@Linkat,
Linkat wrote:
For school - I would send my daughter. For a couple of reasons - she is at a small enough school (it is almost a family as pretty much everyone knows each other) - there are only 17 kids in her class. So they are in a very good position to spread the kids out.
Kids talk, eat lunch together, share communal bathrooms, etc. Even if they are spread out, they are still exchanging exhaled air. Think about 17 people in a room with one person smoking. All 17 are going to be breathing the second-hand smoke.
Would you want your kids in a classroom everyday if there was just one person smoking in it? If not, why would you expose them to COVID19 or any other pathogen that is not part of a normal healthy immune system-building pathogen diet?
Quote:In addition she is in high school so it is easier in the sense that they can understand they need to have spacing, they need to wash their hands and so forth more so than say elementary kids.
Social distancing isn't going to work if the frequency of contact is daily, as in a school situation. You have to figure that every student in a school is also interacting at home, and the parents are all mostly going to workplaces while the kids are in school. So each of those venues is a hub for viral exchange, and even if people are social-distancing, that high-frequency of venue-attendance is going to bring up the speed with which any virus can work its way through a population.
Quote:Also, for her it is her mental state. She really needs this for her mental well being. I have been giving her more freedom to meet up with friends - this does not mean she is in large goods but like last night she went to a local small beach and her and couple friends hung out - but with distance.
Young people are the people most drawn to social contact away from their families. It is the time when they are programmed to leave the nest and seek out prospective mates and new friends. So of course young people are going to be the most mentally affected by contact restrictions, but they are also the most prone to spreading viruses.

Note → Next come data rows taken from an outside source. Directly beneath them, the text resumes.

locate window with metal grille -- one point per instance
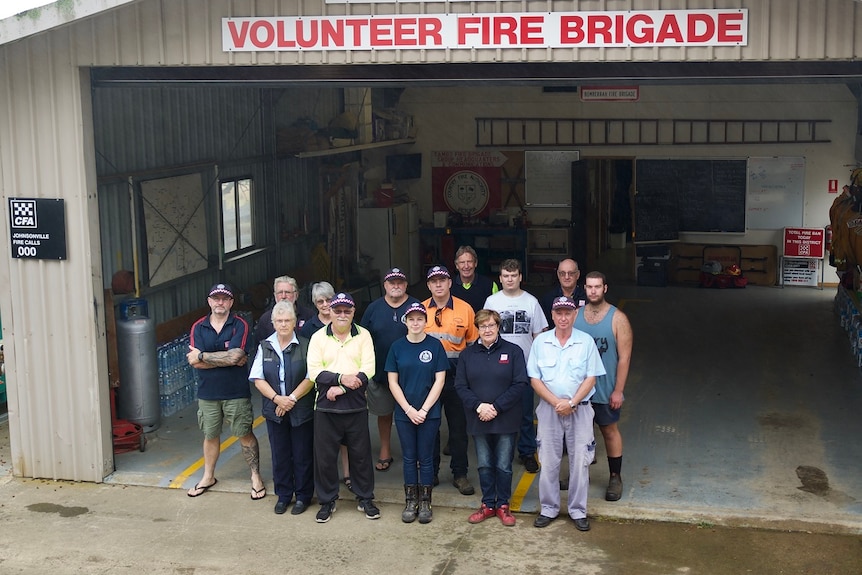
(237, 203)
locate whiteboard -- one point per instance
(776, 192)
(549, 177)
(175, 227)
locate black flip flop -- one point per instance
(203, 488)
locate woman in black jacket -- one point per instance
(279, 374)
(490, 381)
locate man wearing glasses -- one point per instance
(284, 289)
(567, 274)
(218, 351)
(340, 363)
(383, 319)
(454, 325)
(468, 285)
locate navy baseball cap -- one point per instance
(438, 272)
(564, 302)
(414, 307)
(394, 274)
(221, 289)
(342, 298)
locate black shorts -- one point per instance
(604, 415)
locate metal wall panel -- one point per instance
(54, 334)
(188, 32)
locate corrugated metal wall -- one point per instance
(53, 312)
(158, 131)
(187, 32)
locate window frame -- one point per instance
(238, 222)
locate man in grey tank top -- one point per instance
(611, 330)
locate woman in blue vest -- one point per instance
(279, 374)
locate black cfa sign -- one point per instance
(38, 228)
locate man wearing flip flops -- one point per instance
(217, 351)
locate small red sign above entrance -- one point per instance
(610, 93)
(804, 242)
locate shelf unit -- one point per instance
(354, 148)
(546, 246)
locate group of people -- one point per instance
(477, 351)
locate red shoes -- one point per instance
(506, 516)
(482, 514)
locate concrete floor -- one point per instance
(742, 409)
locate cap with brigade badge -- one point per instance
(342, 298)
(221, 289)
(564, 302)
(415, 307)
(394, 274)
(438, 272)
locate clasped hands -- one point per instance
(486, 412)
(349, 381)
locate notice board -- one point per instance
(776, 188)
(676, 196)
(804, 242)
(549, 177)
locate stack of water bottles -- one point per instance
(178, 381)
(851, 321)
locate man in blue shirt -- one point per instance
(563, 367)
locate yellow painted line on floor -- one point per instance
(180, 479)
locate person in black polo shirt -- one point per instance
(218, 351)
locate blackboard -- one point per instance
(689, 196)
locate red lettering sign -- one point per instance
(593, 29)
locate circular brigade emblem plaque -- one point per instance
(466, 193)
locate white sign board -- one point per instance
(586, 29)
(799, 272)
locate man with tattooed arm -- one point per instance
(218, 351)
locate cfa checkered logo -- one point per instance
(23, 213)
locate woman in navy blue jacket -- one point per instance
(279, 373)
(490, 381)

In this case, it is worse than in the past when you could just rest assured if your kid avoided sexually transmitted diseases and pregnancy. Now we have to worry about pathogen exposure that's airborne. This is a whole new dimension of vulnerability.
Quote:“My high school kid is really struggling to focus in online school, and I’m at work and not able to monitor him. It feels like the same result as if he had dropped out, and I’m worried about his ability to keep up.”

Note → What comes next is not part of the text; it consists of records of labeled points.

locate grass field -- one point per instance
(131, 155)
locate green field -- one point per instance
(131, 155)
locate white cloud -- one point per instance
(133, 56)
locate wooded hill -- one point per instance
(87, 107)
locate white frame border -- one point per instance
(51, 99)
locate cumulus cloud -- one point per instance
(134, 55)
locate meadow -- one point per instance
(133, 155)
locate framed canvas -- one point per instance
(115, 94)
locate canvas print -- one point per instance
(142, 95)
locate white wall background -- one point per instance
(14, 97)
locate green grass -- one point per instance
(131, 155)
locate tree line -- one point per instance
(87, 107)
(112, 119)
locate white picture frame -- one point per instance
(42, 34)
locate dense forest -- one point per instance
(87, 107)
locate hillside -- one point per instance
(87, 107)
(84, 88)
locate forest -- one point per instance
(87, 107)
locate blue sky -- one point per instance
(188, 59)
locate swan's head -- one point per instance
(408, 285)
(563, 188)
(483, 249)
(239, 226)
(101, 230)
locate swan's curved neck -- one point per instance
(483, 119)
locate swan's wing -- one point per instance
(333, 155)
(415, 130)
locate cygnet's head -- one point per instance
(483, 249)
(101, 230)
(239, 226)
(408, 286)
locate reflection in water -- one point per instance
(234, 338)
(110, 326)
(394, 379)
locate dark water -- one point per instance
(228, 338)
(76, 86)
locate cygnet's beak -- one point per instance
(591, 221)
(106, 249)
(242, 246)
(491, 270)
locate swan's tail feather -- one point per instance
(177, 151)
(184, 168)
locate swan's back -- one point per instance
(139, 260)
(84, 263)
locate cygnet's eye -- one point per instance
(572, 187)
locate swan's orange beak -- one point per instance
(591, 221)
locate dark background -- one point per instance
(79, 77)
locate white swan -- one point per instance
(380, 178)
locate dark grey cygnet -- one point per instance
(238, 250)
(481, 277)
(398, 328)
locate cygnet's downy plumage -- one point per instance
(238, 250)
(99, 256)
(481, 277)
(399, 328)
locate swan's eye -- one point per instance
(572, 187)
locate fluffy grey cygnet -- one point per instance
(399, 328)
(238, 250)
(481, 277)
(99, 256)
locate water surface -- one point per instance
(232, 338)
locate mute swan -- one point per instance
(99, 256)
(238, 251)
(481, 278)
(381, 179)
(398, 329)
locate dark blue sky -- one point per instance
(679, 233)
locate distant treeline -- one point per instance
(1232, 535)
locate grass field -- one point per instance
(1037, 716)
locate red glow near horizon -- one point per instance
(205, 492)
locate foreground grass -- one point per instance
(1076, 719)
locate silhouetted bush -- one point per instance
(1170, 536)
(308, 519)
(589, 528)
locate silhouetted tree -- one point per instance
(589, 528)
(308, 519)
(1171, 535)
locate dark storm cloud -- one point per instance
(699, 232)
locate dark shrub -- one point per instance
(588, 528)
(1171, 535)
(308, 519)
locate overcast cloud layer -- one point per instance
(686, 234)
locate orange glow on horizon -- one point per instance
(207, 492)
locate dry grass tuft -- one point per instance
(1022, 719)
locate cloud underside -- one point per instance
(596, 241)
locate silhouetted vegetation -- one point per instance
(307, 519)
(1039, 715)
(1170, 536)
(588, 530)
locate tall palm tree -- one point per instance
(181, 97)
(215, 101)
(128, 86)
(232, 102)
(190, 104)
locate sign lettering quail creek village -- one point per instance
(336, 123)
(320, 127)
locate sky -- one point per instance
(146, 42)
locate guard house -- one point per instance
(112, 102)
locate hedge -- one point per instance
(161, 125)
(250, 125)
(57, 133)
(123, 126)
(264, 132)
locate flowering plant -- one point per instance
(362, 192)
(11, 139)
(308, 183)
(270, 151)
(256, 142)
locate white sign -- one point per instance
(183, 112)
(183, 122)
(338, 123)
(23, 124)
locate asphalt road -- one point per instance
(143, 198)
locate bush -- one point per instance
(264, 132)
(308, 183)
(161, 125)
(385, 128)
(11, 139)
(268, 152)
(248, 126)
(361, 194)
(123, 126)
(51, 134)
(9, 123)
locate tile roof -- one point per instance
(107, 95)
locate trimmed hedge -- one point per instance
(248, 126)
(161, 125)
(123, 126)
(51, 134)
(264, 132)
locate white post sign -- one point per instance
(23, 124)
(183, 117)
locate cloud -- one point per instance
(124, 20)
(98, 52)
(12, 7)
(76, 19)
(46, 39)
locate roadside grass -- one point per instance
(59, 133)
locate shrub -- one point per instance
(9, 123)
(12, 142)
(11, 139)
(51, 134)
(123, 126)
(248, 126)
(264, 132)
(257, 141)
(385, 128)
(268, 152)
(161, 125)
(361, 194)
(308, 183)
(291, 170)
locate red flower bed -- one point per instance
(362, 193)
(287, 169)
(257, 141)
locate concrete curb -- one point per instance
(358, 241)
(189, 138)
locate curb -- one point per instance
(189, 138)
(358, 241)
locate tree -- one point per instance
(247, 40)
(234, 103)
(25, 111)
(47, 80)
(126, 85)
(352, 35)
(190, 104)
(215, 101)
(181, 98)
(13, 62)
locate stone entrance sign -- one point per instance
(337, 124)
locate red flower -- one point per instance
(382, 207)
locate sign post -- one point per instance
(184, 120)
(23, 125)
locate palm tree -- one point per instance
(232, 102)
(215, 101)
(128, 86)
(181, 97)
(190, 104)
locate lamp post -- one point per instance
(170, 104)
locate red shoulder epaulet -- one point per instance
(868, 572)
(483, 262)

It is going to be a huge challenge to incentivize and/or discipline students to work and progress without interactive supervision.
Quote:“The kids need school and activities. My kids are 9 and 5. They have become anxious, lonely, and bored, all of which contribute to more emotional acting out and some noticeable depression (especially in the older child). It is worth the relatively small risk to send them out so that they can be more socially stable.”

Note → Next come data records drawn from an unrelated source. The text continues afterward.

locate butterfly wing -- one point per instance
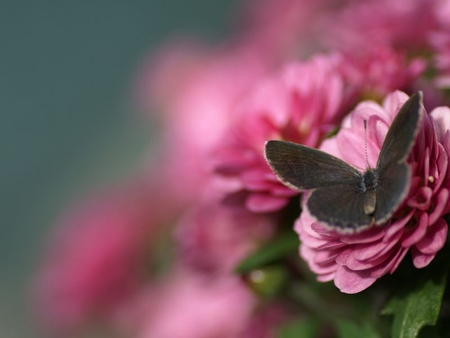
(303, 168)
(340, 206)
(393, 186)
(394, 174)
(402, 133)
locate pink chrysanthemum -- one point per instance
(301, 105)
(191, 306)
(367, 25)
(355, 261)
(213, 236)
(381, 71)
(440, 40)
(94, 260)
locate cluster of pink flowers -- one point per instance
(157, 259)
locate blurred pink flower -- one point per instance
(356, 261)
(94, 260)
(199, 105)
(214, 236)
(300, 104)
(193, 306)
(381, 71)
(440, 40)
(363, 26)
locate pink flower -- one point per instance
(198, 106)
(356, 261)
(381, 71)
(214, 236)
(369, 25)
(301, 104)
(191, 306)
(93, 261)
(440, 40)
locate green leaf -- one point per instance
(267, 281)
(286, 243)
(417, 302)
(305, 328)
(349, 329)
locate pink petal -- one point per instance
(265, 203)
(421, 260)
(422, 199)
(413, 235)
(365, 252)
(440, 204)
(435, 238)
(351, 282)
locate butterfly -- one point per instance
(342, 197)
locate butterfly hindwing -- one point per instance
(340, 207)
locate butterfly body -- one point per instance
(341, 196)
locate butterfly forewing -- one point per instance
(402, 133)
(342, 197)
(392, 188)
(303, 168)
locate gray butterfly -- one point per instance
(342, 197)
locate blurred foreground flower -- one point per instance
(94, 260)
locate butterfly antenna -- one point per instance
(365, 143)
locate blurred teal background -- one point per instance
(68, 126)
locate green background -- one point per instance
(68, 126)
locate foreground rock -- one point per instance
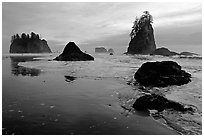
(163, 52)
(142, 36)
(73, 53)
(161, 74)
(28, 44)
(188, 54)
(159, 103)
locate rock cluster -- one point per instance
(73, 53)
(28, 44)
(161, 74)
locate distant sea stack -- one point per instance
(166, 52)
(73, 53)
(110, 50)
(103, 50)
(28, 44)
(142, 36)
(100, 50)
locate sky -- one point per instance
(177, 26)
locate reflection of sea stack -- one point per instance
(28, 44)
(73, 53)
(142, 36)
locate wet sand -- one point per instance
(54, 103)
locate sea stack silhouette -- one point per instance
(142, 36)
(28, 44)
(73, 53)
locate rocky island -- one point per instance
(142, 36)
(103, 50)
(73, 53)
(100, 50)
(28, 44)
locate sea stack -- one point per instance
(73, 53)
(100, 50)
(28, 44)
(142, 36)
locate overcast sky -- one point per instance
(177, 26)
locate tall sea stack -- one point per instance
(142, 36)
(28, 44)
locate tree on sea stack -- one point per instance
(142, 35)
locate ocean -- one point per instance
(45, 97)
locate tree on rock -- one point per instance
(142, 35)
(146, 18)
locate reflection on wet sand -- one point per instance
(20, 70)
(69, 78)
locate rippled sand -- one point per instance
(94, 97)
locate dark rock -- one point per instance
(73, 53)
(164, 52)
(111, 50)
(69, 78)
(143, 42)
(27, 44)
(100, 50)
(188, 54)
(157, 102)
(161, 74)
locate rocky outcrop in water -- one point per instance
(164, 52)
(28, 44)
(110, 50)
(100, 50)
(142, 36)
(188, 54)
(73, 53)
(157, 102)
(161, 74)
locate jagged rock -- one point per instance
(188, 54)
(27, 44)
(164, 52)
(161, 74)
(111, 50)
(143, 42)
(157, 102)
(73, 53)
(100, 50)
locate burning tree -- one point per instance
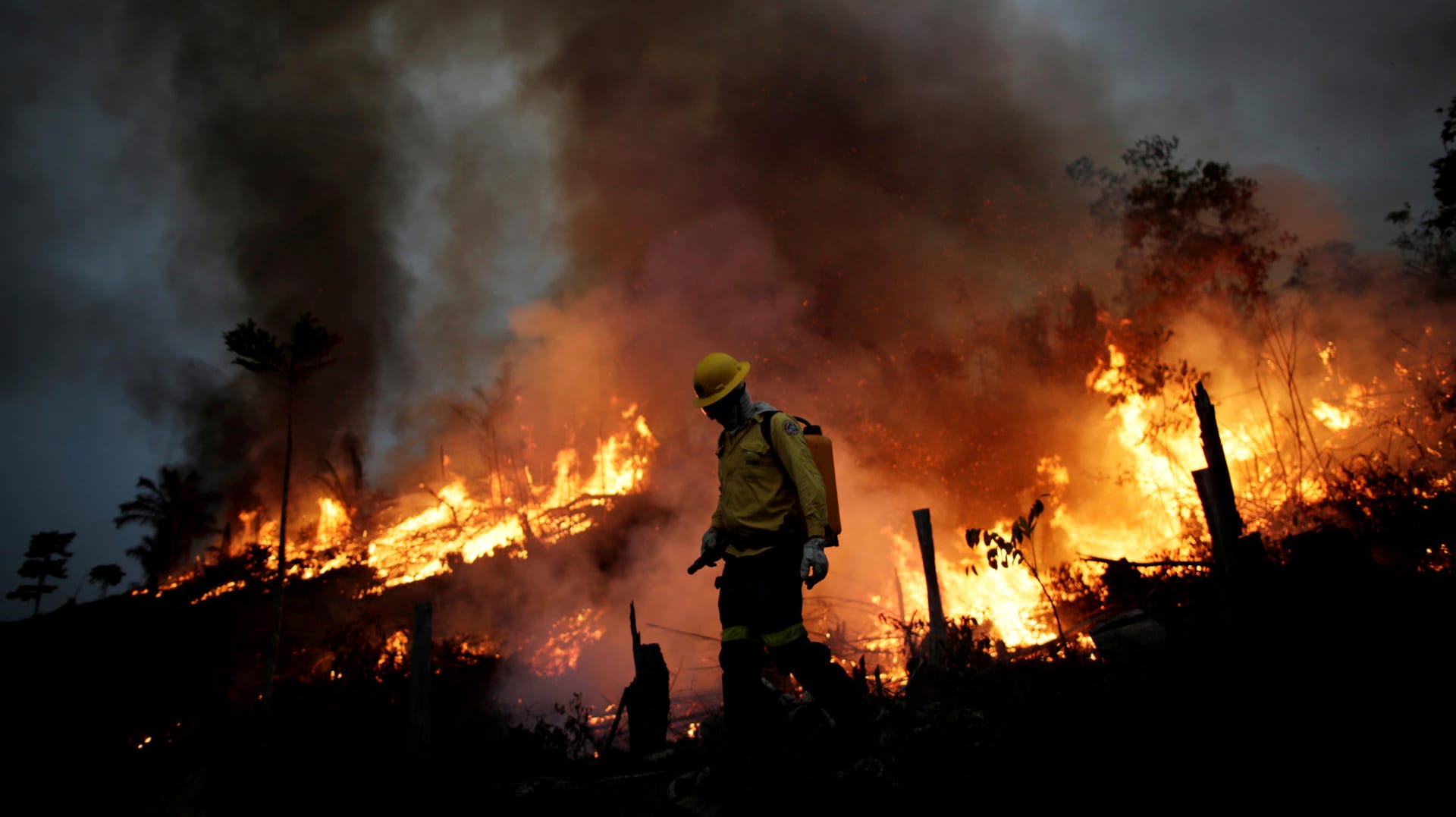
(287, 366)
(44, 560)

The only way it's going to be a small risk is if the parents of the kids all work in the same place and so the kids' families basically all form on single super-household that is isolated from other households.
This could work if people create combination office/schools where adults can work remotely from the same venue where their kids go to school. That way, you establish a limited network of contact that doesn't extend out through multiple workplaces where other adults have other kids in other schools.
Quote:I think each person has to work with what is best for them. I don't think any of these are cut and dry and each situation is so different for everyone.
Pathogens go wherever they can, using whatever bodies will host them.